Though Hansen (Chinese and World History/Yale Univ.; The Silk Road: A New History With Documents, 2016, etc.) pays some attention to the politics, religion, and culture of the era, she focuses on commerce, making a convincing case that this date “marked the start of globalization…when trade routes took shape all around the world that allowed goods, technologies, religions, and people to leave home and go somewhere new.” For commerce to circle the globe, traders had to reach the New World, which happened around 1000, although no one knew it at the time. As befits that era’s greatest explorers, Hansen begins with the Norse, who, after centuries of raiding around Europe and the Mediterranean, sailed to Iceland, then Greenland, then North America, where later chroniclers and recent archaeological evidence (plus the usual fakes) indicated their arrival around 1000 and some trading but no permanent settlement.
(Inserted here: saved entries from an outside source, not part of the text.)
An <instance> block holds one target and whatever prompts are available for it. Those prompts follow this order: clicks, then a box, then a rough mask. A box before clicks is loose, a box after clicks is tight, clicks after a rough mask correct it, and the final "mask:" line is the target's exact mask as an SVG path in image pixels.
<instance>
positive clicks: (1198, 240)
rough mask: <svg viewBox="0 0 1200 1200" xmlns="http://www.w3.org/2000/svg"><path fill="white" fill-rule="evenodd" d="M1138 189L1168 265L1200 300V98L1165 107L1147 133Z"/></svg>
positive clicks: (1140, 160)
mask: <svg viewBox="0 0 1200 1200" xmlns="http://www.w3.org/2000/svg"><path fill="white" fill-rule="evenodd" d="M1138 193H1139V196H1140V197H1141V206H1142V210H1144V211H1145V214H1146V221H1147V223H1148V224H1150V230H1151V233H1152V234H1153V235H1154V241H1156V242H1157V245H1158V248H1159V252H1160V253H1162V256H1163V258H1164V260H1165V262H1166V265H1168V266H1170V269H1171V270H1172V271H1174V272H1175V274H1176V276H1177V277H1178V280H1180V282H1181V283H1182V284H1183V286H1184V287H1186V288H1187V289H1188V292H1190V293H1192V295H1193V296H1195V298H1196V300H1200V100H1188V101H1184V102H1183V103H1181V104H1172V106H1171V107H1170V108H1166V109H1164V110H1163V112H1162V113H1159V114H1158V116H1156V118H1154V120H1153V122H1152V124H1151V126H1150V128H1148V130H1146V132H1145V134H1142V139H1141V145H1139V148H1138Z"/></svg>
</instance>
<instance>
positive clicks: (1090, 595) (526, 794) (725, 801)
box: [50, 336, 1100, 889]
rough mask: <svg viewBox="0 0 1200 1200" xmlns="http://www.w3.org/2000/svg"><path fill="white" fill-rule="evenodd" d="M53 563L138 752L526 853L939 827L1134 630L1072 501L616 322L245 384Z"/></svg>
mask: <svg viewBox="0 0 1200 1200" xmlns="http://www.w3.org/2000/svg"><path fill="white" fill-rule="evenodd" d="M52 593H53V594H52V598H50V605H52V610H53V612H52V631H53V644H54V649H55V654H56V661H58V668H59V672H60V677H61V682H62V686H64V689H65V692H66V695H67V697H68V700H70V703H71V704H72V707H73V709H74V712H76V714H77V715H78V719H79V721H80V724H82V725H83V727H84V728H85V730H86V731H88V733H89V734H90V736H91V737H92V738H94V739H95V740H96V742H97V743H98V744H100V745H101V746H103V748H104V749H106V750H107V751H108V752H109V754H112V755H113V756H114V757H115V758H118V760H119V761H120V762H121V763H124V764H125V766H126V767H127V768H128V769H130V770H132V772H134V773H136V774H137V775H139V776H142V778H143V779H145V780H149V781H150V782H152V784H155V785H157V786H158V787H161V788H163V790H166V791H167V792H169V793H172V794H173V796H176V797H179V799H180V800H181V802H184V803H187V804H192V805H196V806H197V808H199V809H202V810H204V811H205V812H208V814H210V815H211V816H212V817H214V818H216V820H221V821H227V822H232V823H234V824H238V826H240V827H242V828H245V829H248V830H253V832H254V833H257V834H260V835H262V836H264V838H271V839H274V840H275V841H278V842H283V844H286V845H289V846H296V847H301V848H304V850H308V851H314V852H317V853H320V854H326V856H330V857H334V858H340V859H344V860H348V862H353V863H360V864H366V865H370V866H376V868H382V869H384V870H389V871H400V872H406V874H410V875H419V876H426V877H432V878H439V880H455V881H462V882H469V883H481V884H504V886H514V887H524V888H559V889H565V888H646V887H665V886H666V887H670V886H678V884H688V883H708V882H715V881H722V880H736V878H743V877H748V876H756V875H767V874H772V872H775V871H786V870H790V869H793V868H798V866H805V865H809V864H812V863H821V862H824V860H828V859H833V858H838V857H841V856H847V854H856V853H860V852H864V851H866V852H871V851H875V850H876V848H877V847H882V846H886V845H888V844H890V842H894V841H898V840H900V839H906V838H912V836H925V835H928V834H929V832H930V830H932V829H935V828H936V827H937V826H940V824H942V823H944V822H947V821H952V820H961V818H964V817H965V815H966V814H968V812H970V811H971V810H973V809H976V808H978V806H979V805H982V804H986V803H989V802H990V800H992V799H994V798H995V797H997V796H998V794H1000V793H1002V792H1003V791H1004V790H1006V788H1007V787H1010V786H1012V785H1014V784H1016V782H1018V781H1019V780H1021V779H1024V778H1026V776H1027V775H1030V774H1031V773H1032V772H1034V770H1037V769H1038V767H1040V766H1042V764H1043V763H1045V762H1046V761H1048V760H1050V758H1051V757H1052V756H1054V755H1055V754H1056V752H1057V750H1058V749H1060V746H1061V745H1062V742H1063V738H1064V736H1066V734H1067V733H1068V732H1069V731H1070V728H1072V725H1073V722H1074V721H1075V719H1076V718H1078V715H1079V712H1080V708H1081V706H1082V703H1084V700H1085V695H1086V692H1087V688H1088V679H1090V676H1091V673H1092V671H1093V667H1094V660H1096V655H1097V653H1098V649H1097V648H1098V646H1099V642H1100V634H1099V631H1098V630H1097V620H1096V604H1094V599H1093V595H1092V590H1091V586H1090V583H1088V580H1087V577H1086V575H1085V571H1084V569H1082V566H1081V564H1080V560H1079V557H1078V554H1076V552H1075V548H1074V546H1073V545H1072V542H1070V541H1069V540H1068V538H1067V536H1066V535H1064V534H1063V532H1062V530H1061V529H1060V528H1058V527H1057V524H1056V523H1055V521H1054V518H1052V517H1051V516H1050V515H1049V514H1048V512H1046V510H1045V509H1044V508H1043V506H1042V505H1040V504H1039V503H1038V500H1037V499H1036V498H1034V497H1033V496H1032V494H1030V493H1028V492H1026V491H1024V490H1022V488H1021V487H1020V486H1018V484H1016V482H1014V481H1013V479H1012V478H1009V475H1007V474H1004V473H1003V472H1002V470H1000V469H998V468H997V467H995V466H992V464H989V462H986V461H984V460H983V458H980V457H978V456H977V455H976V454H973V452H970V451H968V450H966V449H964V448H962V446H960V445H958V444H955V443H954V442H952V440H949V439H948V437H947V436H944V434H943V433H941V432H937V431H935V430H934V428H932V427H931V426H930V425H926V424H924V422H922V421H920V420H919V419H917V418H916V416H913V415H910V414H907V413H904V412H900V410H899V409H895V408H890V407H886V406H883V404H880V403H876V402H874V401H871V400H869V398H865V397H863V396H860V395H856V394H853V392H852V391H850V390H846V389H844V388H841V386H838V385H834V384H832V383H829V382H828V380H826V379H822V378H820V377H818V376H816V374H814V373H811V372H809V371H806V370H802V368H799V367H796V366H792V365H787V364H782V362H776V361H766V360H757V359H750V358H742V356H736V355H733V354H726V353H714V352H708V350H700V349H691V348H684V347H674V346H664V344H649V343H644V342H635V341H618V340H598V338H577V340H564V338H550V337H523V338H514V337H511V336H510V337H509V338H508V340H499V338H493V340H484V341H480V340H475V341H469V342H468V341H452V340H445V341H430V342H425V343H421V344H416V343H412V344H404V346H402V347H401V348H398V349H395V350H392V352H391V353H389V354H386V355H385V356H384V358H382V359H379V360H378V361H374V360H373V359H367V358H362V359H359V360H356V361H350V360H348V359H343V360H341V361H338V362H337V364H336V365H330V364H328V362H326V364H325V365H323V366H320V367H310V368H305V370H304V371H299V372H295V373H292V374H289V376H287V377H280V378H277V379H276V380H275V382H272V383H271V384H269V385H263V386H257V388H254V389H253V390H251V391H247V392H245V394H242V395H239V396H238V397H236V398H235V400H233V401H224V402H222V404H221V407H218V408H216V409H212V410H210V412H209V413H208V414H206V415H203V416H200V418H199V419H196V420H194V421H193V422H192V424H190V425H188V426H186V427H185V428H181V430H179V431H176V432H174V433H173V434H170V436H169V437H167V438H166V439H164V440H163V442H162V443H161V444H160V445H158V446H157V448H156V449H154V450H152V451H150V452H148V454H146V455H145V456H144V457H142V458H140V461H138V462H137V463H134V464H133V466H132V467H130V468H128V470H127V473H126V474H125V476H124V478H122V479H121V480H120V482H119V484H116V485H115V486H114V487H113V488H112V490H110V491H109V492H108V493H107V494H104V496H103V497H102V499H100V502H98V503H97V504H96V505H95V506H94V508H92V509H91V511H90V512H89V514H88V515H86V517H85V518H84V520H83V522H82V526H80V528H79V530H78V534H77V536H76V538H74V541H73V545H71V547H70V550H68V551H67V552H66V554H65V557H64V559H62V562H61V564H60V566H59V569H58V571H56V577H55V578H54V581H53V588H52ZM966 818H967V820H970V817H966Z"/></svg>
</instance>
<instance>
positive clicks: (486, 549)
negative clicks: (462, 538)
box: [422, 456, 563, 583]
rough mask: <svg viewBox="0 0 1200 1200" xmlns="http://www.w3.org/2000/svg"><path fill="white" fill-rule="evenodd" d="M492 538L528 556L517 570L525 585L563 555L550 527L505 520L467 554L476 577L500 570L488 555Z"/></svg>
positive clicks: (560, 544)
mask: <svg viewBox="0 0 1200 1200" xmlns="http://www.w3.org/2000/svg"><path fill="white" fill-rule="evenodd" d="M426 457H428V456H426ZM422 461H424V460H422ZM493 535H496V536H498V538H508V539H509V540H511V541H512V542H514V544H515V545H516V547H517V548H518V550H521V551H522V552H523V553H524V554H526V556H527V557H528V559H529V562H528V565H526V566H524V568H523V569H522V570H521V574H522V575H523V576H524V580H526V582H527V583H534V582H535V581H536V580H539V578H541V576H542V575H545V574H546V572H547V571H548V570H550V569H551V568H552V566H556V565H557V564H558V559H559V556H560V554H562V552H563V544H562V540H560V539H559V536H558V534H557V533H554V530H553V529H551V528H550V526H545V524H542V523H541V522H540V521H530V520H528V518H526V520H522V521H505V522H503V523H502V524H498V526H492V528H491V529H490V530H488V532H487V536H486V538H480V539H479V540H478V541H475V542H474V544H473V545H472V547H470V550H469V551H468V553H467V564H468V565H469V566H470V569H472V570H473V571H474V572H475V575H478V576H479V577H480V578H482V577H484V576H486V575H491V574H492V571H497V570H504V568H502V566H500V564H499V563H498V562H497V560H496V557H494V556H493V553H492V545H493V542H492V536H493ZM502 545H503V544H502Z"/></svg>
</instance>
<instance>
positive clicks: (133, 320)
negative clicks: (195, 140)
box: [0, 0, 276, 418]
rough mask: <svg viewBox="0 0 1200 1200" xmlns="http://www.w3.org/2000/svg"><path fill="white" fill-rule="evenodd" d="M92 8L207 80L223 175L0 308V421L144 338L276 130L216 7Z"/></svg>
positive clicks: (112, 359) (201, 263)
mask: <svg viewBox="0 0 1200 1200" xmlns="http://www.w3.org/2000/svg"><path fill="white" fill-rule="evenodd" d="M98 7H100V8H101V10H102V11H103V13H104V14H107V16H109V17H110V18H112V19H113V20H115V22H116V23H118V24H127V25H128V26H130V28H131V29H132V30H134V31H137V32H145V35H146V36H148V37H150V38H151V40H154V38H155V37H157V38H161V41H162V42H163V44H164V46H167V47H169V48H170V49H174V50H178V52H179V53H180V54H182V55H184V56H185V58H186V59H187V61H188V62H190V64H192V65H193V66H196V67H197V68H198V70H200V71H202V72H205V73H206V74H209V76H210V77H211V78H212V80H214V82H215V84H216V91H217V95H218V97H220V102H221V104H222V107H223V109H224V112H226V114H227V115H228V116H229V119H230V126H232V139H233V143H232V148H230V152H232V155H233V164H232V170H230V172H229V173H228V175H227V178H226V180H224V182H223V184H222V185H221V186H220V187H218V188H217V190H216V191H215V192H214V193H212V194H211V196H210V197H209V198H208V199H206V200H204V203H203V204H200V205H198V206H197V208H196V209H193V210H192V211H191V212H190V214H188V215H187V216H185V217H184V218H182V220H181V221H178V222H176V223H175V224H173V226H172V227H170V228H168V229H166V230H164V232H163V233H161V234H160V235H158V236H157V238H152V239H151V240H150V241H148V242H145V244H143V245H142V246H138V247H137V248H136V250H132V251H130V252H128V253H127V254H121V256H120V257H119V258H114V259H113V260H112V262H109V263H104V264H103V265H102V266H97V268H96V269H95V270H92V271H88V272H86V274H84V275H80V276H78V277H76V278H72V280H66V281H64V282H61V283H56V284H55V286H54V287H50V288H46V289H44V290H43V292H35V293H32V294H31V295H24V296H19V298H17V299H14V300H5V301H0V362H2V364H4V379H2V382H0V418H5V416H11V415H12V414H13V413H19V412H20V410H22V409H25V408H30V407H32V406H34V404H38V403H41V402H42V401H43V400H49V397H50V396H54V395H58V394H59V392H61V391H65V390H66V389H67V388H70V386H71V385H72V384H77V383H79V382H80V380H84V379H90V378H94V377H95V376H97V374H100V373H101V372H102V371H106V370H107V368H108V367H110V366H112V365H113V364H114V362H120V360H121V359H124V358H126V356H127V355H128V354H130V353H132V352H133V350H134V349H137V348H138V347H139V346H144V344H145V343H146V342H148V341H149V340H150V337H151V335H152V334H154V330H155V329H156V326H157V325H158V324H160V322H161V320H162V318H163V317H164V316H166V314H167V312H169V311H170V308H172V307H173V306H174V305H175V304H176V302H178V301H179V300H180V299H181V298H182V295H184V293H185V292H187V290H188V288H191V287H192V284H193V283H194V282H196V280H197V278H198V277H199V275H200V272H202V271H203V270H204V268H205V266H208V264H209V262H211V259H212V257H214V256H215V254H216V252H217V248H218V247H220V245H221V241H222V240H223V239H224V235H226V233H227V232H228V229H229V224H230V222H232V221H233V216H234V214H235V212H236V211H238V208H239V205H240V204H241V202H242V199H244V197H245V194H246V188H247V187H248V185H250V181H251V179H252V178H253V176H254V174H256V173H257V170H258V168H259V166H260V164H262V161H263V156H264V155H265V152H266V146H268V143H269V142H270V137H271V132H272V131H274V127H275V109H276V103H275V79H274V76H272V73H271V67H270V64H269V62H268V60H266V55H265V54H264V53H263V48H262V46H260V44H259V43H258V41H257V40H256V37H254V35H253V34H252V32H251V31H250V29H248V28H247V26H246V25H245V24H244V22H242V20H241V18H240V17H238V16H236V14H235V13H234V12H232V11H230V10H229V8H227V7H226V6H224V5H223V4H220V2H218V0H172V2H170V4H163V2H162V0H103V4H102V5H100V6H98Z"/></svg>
Less known but far more significant, the Norse also battled their way east. Known by the locals as “Rus,” by 1000, they had reached the Caspian Sea, adopted Christianity, and laid the foundation of Russia. Despite the nearly complete absence of writing, when Columbus reached America in 1492 and Islamic slave traders penetrated Africa well before 1000, they found complex cultures with well-established trade routes. Hansen then moves on to the flourishing, prosperous, technically advanced Middle East, India, and Southeast Asia, ending with superpower China, the center of a massive trading system stretching from the Indies to Arabia and Africa. The author covers a vast amount of territory in a concise, readable manner, making for a welcome contribution to the popular literature on early global trade and geopolitics.
A thoroughly satisfying history of a distant era and people.